In return, the DNAinfo article relies mainly on a single source, and dutifully skates over some of the controversial issues raised by this building, including:
  • the drastic discontinuity of scale between the tower and four-story neighbors on Dean Street
  • the original plan to build one block north, over the railyard,
  • objections by neighbors to the location (across the street from the arena, and very close to a fire station, thus potentially entangling emergency vehicles)
  • location near the arena loading dock
  • the fact that the east end of the arena right opposite the school is designated to serve as a venue entrance should the B1 tower be built over the plaza
The public meeting, the bi-monthly Community Update meeting, is tonight at 6 pm at 55 Hanson Place.

From the article

The article begins:
As work begins on a sixth residential tower at the Atlantic Yards/Pacific Parkcomplex, locals are getting a first glimpse of the 26-story building and the public school being built on its ground floor, developers announced Wednesday.
A rendering of the building, 664 Pacific St., by architect Jonathan Marvel shows a geometric facade, mostly in grayscale brick with several planted terraces and rust-colored accents reminiscent of the Barclays Center located across the street.
The building, known as tower "B15" within the 22-acre Atlantic Yards/Pacific Park complex, will include more than 300 market-rate residential units and a seven-story, 616-seat public school on the first floor, said developer Greenland Forest City Partners.
According to the new plan, which will be unveiled in full at a community meeting Wednesday night, the school’s entrance will be on Sixth Avenue between Pacific and Dean streets, separate from the residential entrance around the corner on Pacific Street.
Note that B15, even if 26 stories, is slated to rise 272 feet. The developer has already shown a willingness to fudge some height issues, claiming that the 202-foot B11 tower is 17 stories, while it's at least 19 stories.

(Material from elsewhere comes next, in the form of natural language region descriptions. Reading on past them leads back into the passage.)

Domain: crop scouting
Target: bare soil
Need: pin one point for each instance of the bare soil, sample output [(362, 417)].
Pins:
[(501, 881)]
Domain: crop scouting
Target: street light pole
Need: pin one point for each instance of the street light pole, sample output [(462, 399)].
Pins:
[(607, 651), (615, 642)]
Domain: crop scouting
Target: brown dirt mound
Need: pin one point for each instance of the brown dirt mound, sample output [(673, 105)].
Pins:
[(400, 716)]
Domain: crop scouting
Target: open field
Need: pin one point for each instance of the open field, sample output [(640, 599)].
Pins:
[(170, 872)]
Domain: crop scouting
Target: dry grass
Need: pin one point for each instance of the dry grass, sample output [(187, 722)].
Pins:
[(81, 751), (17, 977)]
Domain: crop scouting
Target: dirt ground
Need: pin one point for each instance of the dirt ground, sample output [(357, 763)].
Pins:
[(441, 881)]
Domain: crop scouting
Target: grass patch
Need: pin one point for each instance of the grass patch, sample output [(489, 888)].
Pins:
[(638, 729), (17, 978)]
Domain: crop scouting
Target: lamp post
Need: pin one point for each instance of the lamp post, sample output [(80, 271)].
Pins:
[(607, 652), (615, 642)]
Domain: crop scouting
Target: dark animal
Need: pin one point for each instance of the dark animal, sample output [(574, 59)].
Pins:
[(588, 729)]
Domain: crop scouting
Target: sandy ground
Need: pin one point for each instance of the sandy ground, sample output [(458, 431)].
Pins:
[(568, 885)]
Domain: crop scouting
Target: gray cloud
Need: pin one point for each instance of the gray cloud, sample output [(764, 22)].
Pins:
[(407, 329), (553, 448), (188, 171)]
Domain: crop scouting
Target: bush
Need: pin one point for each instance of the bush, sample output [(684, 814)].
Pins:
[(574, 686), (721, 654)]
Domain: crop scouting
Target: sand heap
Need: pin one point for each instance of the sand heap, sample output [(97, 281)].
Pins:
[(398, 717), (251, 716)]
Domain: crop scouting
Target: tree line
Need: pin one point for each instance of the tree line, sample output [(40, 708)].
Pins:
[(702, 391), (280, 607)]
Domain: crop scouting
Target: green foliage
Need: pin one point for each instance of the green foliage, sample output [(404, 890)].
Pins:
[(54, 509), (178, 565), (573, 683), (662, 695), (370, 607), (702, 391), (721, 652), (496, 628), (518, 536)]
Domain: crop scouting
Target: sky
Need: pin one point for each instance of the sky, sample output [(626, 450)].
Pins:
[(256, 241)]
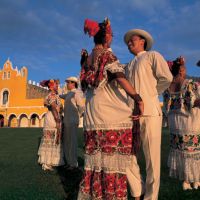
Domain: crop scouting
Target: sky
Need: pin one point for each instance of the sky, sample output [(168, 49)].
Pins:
[(47, 36)]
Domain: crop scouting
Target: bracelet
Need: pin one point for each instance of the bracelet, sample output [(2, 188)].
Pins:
[(137, 98)]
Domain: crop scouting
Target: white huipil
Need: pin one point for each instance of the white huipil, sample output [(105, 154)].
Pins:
[(149, 73), (73, 109)]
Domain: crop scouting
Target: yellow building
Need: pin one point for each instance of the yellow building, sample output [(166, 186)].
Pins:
[(21, 101)]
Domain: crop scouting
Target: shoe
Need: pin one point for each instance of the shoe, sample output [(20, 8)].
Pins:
[(196, 185), (46, 167), (186, 186)]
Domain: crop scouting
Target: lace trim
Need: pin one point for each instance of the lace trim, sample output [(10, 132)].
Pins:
[(184, 166), (107, 126), (115, 163)]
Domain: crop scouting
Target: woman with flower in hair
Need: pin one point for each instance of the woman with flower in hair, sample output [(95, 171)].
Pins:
[(182, 102), (50, 151), (110, 141)]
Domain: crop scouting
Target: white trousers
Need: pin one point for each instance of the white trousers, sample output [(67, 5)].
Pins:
[(151, 143), (70, 144)]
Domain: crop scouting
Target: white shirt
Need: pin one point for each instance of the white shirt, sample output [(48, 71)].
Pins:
[(149, 73)]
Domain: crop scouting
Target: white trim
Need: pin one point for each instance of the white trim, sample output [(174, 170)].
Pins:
[(25, 107)]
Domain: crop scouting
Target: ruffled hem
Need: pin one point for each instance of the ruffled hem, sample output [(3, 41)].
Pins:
[(117, 126), (84, 196), (115, 163), (49, 152), (184, 166)]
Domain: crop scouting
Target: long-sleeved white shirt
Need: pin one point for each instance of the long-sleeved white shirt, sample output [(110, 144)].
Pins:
[(74, 106), (149, 73)]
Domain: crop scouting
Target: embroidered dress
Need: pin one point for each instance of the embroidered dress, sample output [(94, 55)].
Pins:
[(49, 152), (184, 124), (107, 131)]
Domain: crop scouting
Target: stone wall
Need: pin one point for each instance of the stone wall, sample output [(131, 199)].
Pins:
[(35, 92)]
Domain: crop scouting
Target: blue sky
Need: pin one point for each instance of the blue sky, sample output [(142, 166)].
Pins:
[(47, 36)]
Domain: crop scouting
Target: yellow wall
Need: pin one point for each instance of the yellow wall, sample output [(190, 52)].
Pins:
[(18, 106)]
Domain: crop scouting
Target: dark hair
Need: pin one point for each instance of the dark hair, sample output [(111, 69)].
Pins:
[(145, 42), (99, 38), (176, 67)]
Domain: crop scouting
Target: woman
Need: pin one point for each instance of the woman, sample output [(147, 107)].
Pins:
[(182, 104), (50, 152), (107, 119)]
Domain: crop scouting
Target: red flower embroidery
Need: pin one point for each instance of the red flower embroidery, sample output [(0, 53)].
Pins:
[(112, 138), (110, 183), (120, 193), (121, 182), (195, 139), (126, 138), (107, 149)]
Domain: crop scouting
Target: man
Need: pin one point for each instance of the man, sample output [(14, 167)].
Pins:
[(149, 73), (73, 109)]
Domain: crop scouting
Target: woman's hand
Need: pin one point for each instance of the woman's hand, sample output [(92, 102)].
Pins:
[(138, 110)]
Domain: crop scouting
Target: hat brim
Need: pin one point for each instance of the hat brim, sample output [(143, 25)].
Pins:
[(75, 80), (142, 33)]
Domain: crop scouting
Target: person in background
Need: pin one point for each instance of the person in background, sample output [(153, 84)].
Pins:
[(109, 143), (149, 74), (50, 150), (73, 109), (183, 107)]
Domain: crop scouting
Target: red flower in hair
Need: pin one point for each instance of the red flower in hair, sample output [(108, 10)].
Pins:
[(108, 26), (170, 64), (91, 27)]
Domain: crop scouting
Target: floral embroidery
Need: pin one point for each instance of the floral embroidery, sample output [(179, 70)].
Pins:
[(108, 141), (184, 99), (107, 186), (187, 142)]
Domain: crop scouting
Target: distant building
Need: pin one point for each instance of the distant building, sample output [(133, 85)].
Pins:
[(21, 101)]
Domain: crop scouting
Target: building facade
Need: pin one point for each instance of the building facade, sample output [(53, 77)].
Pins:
[(21, 101)]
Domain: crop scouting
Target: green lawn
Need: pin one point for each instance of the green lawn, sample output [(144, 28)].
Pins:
[(21, 178)]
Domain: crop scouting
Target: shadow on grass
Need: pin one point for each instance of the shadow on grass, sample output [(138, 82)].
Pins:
[(70, 180)]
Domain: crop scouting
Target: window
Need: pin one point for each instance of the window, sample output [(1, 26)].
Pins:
[(8, 75), (5, 97), (4, 75)]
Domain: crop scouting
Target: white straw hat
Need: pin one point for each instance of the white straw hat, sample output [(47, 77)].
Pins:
[(142, 33)]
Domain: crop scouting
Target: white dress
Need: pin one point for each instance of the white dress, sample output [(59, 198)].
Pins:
[(49, 152), (184, 125), (108, 136)]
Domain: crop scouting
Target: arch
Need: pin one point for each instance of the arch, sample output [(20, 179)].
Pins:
[(23, 120), (42, 119), (12, 121), (34, 120), (1, 121)]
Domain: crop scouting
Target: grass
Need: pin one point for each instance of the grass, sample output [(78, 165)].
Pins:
[(21, 178)]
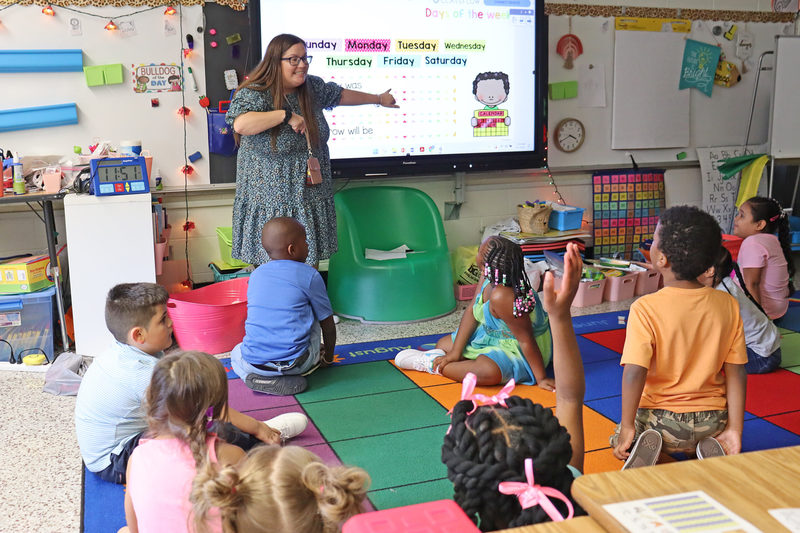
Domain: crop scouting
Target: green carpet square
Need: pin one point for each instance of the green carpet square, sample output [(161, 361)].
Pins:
[(440, 489), (350, 418), (346, 381), (397, 459), (790, 350)]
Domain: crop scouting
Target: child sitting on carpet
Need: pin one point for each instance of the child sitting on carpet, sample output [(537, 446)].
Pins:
[(765, 258), (761, 336), (677, 343), (287, 303), (279, 490), (188, 393), (109, 415), (495, 445), (505, 335)]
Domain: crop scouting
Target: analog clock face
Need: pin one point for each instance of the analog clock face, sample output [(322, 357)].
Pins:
[(569, 135)]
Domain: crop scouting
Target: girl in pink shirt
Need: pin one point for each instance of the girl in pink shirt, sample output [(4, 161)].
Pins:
[(765, 258), (187, 393)]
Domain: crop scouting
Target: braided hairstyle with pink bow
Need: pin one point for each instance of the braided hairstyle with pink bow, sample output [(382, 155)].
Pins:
[(488, 447)]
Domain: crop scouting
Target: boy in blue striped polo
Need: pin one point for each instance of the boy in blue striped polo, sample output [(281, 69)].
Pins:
[(109, 415)]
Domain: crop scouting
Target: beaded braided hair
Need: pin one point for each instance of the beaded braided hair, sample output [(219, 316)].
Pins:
[(490, 445), (503, 264)]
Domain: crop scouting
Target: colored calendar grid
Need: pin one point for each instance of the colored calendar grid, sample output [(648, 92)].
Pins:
[(627, 205)]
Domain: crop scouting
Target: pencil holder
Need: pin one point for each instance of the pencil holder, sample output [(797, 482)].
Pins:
[(534, 219)]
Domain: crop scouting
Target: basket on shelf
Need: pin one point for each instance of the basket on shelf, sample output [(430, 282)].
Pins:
[(534, 219)]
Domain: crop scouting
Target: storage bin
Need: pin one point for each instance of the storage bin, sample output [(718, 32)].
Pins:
[(567, 219), (224, 272), (211, 318), (26, 322), (590, 292), (620, 288), (225, 237), (465, 292), (647, 281)]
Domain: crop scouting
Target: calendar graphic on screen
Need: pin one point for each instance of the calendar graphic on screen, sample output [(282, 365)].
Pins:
[(627, 204)]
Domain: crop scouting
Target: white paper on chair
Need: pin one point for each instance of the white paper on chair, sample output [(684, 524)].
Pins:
[(383, 255), (789, 517), (678, 512)]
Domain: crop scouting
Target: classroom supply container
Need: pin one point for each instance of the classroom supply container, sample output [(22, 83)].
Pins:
[(211, 318), (647, 281), (590, 292), (26, 322), (564, 217), (224, 272), (225, 237), (732, 243), (465, 292), (620, 288)]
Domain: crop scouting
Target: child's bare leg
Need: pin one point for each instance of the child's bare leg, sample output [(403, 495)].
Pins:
[(487, 372), (445, 343)]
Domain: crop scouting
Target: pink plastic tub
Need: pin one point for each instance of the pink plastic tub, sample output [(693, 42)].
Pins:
[(210, 319)]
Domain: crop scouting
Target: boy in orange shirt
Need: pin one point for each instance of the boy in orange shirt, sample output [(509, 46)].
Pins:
[(678, 342)]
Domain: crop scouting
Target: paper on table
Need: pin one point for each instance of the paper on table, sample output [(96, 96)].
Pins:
[(592, 86), (788, 517), (678, 512), (383, 255)]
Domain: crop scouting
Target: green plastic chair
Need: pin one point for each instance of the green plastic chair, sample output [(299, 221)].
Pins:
[(419, 287)]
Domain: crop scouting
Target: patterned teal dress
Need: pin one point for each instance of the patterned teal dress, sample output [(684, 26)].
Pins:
[(493, 338), (272, 183)]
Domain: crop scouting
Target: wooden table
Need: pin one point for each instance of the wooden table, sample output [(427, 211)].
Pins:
[(581, 524), (747, 484)]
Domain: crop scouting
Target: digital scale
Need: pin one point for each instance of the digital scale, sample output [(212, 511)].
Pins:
[(119, 175)]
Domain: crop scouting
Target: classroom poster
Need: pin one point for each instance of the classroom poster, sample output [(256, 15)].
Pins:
[(154, 78), (699, 65), (627, 204), (719, 195)]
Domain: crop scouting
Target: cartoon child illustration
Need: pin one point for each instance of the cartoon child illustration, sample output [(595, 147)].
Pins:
[(175, 82), (491, 89), (141, 84)]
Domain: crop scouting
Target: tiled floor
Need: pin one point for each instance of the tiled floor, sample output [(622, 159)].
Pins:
[(39, 460)]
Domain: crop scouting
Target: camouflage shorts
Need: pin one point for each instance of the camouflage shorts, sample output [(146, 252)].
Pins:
[(680, 431)]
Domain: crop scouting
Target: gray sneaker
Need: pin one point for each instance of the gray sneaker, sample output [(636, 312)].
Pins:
[(646, 450), (709, 447)]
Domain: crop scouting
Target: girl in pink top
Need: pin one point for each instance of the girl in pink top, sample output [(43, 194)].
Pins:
[(765, 258), (188, 391)]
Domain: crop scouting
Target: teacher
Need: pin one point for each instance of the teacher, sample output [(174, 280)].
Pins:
[(276, 113)]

Again, note the issues missing from this coverage.

The derivation of the school

The article continues:
In addition to seven floors of classroom space — spread over five above-ground levels and two subterranean floors — the school’s design includes a 3,000-square-foot “play yard” on the building’s fourth floor and a 2,100-square-foot open space on the ground floor, located to the east of and behind the new building.
The rendering shows the fourth-floor play yard on the southwest corner of the tower, partially enclosed by the facade, but allowing for access to the outdoors by way of several large, rectangular cut-outs in the brick.
GFCP committed to building the school as a part of an environmental agreement made with the city in 2009. The Department of Education originally sited the school as a combination elementary and middle school, but many parents and elected officials in the neighborhood pushed the department to dedicate all 616 seats to middle school students.
Note that the use of the school--mixed, or just middle-school--remains unresolved.

Actually, the commitment to build a school--not necessarily one in this tower--was made as part of the 2009 Modified General Project Plan, which is a state agreement, with Empire State Development, and later followed up in the Second Amended Memorandum of Environmental Commitments. From the MGPP:
At the option of the New York School Construction Authority, the New York City Department of Education or other appropriate agency (collectively, the "DOE"), FCRC will be obligated to construct, on the Phase II Site, at the expense of DOE, a public school (the "School") comprised of approximately 100,000 square feet in the base (starting on the ground floor and located on contiguous floors) for such grades as determined by DOE based on need. The exact configuration of the School would be determined by mutual agreement of DOE and FCRC. It is expected that the School would be located in Building 5 or a suitable alternative, as mutually agreed by DOE and FCRC.
As noted, Building 5, which would have been over the railyard, has been replaced by Building 15, as mentioned in the second document.

Note that the presence of a school is not a gift from the developer. It is, to quote the Second Amended Memorandum of Environmental Commitments, a "mitigation for the projected significant adverse impact to the supply of elementary and intermediate school seats."